Summary
holding that failure to give written notice of a motion hearing is reversible error when it "wrongfully denie the opportunity to submit affidavits, documents or testimony opposing . . . the motion" and thereby causes prejudice to the opposing party
Summary of this case from Loftis v. South Carolina Elec. and Gas Co.Opinion
23568
Heard March 6, 1991.
Decided February 10, 1992.
John P. Freeman, Columbia and Joseph F. Kent, Charleston, for appellant. Lawrence E. Richter, Jr. and Thad H. Vincent, Charleston, for respondent.
Heard March 6, 1991.
Decided Feb. 10, 1992.
This is an appeal from a circuit court order granting summary judgment in favor of respondent George P. Dedes. We reverse and remand.
Respondent moved for summary judgment in his mortgage foreclosure action against appellant Bobby W. Strickland. Respondent's Notice and Motion for Summary Judgment were filed and served on April 13, 1989. The motion was set for hearing before Judge David H. Maring on May 8, 1989. The exact date is controverted, but notice of the hearing was mailed May 3 or 4, 1989.
Counsel for all parties appeared on May 8, 1989. The appellant was not present. At the hearing, appellant's counsel asserted that the notice of the hearing was postage metered on May 3, 1989, postmarked May 4, 1989, and received by him on May 6, 1989. He contended that the Notice of Motion and Motion dated April 13, 1989, did not constitute sufficient notice of the hearing, and that the late notice had deprived him of the opportunity to timely submit opposing affidavits and to have the appellant present. Additionally, appellant's counsel asserted that the record was incomplete since interrogatories propounded April 19, 1989, had not been answered by the respondent.
Counsel for appellant moved for a continuance in order to submit affidavits and to have the appellant present at the hearing. Judge Maring granted a continuance to May 12, 1989, but ruled that appellant was barred from submitting affidavits, other documents or testimony because the time for filing opposing affidavits expired on May 8, 1989.
On May 12, 1989, Judge Maring was unable to hear the motion and rescheduled the hearing for May 29, 1989, before Judge Walter J. Bristow. Judge Maring's rescheduling order dated May 12, 1989, noted the objection of appellant's counsel to the proceeding and apparently relied upon service of the Notice of Motion and Motion dated April 13, 1989, as constituting adequate notice of the motion hearing. Additionally, the order contained a finding that respondent's rights would be materially prejudiced if the appellant were allowed to interpose opposing material.
On May 29, 1989, Judge Bristow conducted the hearing in accordance with Judge Maring's orders and granted summary judgment in favor of respondent. A Motion For New Trial or Amendment of Judgment was filed on behalf of the appellant and denied by Judge Bristow. This appeal followed.
Appellant alleges the circuit court erred in barring the submission of affidavits in opposition to the motion for summary judgment and in allowing the summary judgment proceedings to continue despite lack of adequate notice to the appellant. We agree.
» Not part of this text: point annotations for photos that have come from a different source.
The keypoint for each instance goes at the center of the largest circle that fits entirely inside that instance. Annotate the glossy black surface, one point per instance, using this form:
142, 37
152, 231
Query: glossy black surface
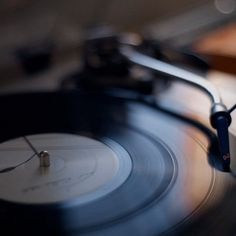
172, 188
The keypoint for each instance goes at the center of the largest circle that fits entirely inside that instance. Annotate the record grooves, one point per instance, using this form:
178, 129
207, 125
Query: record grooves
118, 168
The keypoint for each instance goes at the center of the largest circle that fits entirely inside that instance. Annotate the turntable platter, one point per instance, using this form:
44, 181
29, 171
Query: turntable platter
116, 168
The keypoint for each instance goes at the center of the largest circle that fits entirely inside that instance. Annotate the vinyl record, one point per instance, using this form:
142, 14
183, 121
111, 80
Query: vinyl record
116, 167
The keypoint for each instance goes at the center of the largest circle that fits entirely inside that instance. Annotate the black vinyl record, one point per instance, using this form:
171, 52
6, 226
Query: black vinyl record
117, 167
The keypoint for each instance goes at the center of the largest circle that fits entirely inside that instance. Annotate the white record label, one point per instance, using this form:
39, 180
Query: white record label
81, 169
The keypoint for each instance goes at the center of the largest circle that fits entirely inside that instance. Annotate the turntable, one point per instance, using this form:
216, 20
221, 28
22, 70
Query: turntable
107, 158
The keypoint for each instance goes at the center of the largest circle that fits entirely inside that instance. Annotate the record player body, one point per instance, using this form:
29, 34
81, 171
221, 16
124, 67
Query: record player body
118, 166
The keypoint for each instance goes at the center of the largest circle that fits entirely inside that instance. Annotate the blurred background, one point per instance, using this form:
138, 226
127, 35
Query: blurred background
56, 27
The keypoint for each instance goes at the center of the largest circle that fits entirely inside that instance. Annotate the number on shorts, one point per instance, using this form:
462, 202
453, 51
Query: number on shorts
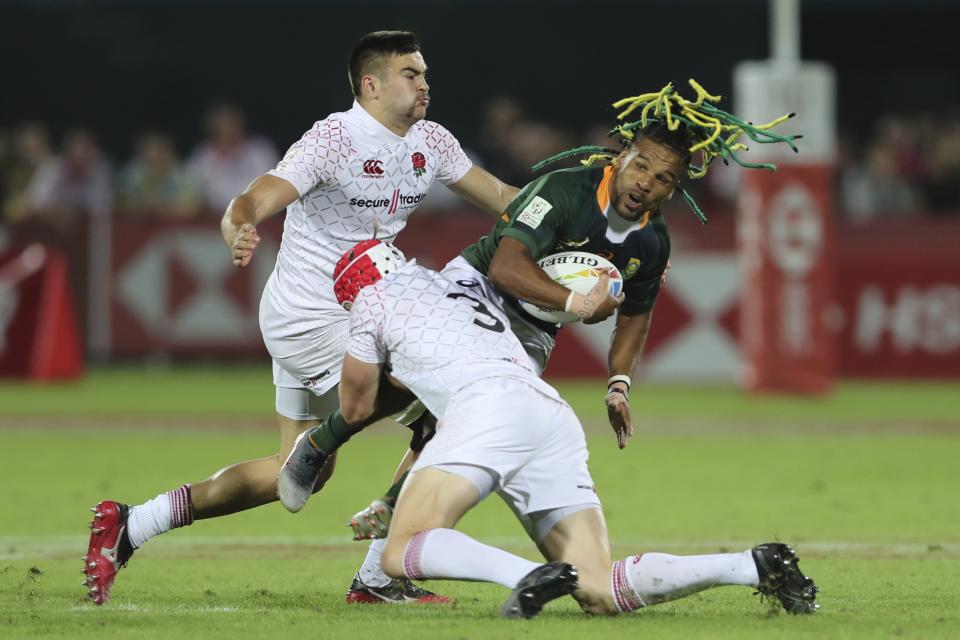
483, 317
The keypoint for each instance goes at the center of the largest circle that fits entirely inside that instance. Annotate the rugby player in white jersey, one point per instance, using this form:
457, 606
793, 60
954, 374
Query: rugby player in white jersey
500, 429
352, 173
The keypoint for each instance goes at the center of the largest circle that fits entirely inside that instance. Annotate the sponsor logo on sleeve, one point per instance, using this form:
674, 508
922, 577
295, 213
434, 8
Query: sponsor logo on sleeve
532, 214
419, 163
373, 168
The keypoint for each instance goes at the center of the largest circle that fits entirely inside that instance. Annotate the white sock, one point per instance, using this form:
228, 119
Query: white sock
167, 511
371, 573
640, 581
449, 554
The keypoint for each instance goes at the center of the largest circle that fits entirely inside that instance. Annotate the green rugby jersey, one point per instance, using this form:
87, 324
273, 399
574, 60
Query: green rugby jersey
566, 210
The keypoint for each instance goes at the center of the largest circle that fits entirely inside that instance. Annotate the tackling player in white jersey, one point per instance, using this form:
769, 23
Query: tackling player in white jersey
500, 429
351, 173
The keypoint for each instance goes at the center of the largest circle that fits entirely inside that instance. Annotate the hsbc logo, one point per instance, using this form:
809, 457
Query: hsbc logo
373, 168
394, 203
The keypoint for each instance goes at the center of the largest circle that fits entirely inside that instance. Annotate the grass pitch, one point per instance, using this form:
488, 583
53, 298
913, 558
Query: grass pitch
863, 483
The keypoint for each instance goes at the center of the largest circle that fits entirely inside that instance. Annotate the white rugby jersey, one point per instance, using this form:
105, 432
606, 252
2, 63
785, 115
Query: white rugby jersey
350, 170
438, 336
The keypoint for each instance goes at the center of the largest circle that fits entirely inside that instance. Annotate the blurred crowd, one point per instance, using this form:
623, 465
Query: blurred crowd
56, 186
904, 167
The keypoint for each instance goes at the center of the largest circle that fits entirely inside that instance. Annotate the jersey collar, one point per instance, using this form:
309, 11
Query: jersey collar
371, 125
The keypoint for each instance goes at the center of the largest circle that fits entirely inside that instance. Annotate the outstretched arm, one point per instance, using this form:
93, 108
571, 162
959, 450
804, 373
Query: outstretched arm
484, 190
266, 196
513, 270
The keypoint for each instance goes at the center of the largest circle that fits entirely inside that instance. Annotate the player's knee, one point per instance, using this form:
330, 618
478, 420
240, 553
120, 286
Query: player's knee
596, 601
392, 558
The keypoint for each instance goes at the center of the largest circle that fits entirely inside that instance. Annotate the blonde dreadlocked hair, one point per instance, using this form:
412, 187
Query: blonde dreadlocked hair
686, 127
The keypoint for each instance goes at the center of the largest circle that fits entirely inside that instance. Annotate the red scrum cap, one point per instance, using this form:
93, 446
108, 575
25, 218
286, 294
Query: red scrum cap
363, 265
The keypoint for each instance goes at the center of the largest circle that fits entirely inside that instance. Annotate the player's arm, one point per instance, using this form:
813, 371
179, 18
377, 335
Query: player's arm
484, 190
266, 196
629, 337
514, 271
359, 384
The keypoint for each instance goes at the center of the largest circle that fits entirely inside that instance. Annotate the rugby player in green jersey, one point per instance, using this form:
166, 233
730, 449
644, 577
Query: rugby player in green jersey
610, 207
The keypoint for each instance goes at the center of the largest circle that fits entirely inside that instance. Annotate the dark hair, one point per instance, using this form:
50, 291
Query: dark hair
679, 140
375, 45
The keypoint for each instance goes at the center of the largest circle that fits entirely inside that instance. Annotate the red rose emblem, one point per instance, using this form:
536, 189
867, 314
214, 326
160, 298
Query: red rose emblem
419, 163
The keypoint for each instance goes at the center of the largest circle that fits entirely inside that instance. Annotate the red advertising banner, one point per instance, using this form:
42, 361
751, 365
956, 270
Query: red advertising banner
896, 311
786, 255
900, 302
39, 338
Notice requirements and time limitations are governed by the South Carolina Rules of Civil Procedure. Rule 6, SCRCP, provides in pertinent part:
(d) A written motion other than one which may be heard ex parte, and notice of the hearing thereof, shall be served not later than ten days before the time specified for the hearing, unless a different period is fixed by these rules or by an order of the court. When a motion is to be supported by affidavit, the affidavit shall be served with the motion; and except as otherwise provided in Rule 59(c), additional or opposing affidavits may be served not later than two days before the hearing, unless the court permits them to be served at some other time. (Emphasis added.)
(e) Whenever a party has the right or is required to do some act or take some proceedings within a prescribed period after the service of a notice or other paper upon him and the notice or other paper is served upon him by mail or upon a person designated by statute to accept service, five days shall be added to the prescribed period.
Notwithstanding service of the notice and motion dated April 13, 1989, we construe the rule to require that specific notice of the day certain fixed for the hearing must be furnished not later than ten days prior to such hearing unless the exceptions stated in Rule 6(d), SCRCP, apply.
It is undisputed that notice of the hearing scheduled for May 8, 1989, was mailed no earlier than May 3, 1989. Although the motion was not heard until May 29, 1989, Judge Maring's order precluded appellant from submitting opposing material after May 8, 1989, at which time interrogatories propounded April 19, 1989, had not yet been answered and the time for responding had not expired.
We find that the appellant did not receive timely notice of the motion hearing as required by Rule 6(d), SCRCP, that he was wrongfully denied the opportunity to submit affidavits, documents or testimony opposing respondent's motion for summary judgment, and that the rights of the appellant were prejudiced thereby.
Accordingly, the judgment of the circuit court is reversed and the case remanded.
Reversed and remanded.
GREGORY, C.J., and HARWELL, CHANDLER and TOAL, JJ., concur.